Stocks edge higher...FDA warns of fake gov't warning letters...Nissan issues air bag recall
Jul. 13, 2018
NEW YORK (AP) — Stocks are edging higher in early Wall Street trading. AT&T stock is falling after the Department of Justice asked a court to overturn its purchase of Time Warner. Industrial companies and retailers are higher, and stocks are still on track for their second consecutive week of solid gains following a modest losing streak.
WASHINGTON (AP) — U.S. health authorities are alerting consumers to a new scam involving fake government warning letters sent to people who tried to buy medicines online or over the phone. The Food and Drug Administration says the fake letters may be part of an extortion scam. However, authorities have not yet documented cases of consumers being coerced to turn over money. The forged letters claim to be from the FDA or the Federal Trade Commission, but those agencies almost never issue such warnings to private individuals.
DETROIT (AP) — Nissan is recalling nearly 105,000 small cars to replace Takata passenger air bag inflators that can explode and hurl shrapnel at drivers and passengers. Included are the 2011 Versa sedan and the 2011 and 2012 Versa hatchback. It only applies to cars that have been registered in 42 states and Washington, D.C., as part of a coordinated phase-in of Takata recalls.

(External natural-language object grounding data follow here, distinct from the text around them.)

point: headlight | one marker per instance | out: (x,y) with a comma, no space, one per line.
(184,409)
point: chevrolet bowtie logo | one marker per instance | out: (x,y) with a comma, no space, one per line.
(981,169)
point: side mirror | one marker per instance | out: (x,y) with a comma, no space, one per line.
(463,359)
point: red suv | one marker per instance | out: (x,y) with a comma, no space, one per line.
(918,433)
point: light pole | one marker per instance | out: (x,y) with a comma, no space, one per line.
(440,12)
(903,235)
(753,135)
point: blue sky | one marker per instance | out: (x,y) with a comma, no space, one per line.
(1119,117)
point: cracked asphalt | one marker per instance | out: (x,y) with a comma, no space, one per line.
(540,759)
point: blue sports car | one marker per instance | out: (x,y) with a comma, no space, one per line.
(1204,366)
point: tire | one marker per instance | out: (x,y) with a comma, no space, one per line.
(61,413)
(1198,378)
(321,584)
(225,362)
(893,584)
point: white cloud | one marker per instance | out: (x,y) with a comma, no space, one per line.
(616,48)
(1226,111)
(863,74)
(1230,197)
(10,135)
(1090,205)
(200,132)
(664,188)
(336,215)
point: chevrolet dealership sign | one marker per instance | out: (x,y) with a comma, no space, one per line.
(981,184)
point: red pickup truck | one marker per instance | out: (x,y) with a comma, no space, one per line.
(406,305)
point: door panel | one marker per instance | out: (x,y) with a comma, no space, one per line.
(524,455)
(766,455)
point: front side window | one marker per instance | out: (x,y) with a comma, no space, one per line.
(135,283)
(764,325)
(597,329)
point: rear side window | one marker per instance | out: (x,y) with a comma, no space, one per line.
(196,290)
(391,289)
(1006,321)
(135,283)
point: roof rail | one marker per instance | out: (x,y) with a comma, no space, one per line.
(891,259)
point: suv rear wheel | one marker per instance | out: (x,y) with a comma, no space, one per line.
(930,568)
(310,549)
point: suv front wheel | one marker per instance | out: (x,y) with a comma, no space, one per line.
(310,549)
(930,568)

WASHINGTON (AP) — An agency watchdog says the government wasted at least $341,000 on travel by ousted Health and Human Services Secretary Tom Price, including on charter flights without considering cheaper scheduled airlines. The HHS inspector general's office released its long-awaited report today. The inspector general estimated taxpayers spent a total of nearly $1.2 million on Price's travel during his seven months in office. Price previously apologized, and repaid nearly $60,000.

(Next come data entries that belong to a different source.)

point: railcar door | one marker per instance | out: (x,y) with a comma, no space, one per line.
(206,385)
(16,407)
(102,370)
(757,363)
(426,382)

NEW YORK (AP) — Papa John's plans to pull its founder's image from marketing materials following reports he used a racial slur. A person inside the company with knowledge of the decision says the decision to remove John Schnatter (SHNAH'-tur) as the marketing face of Papa John's was made by top executives and the details and exact timing are still being worked out. Schnatter had apologized and said he would resign as chairman after Forbes reported that he used the N-word during a media training session.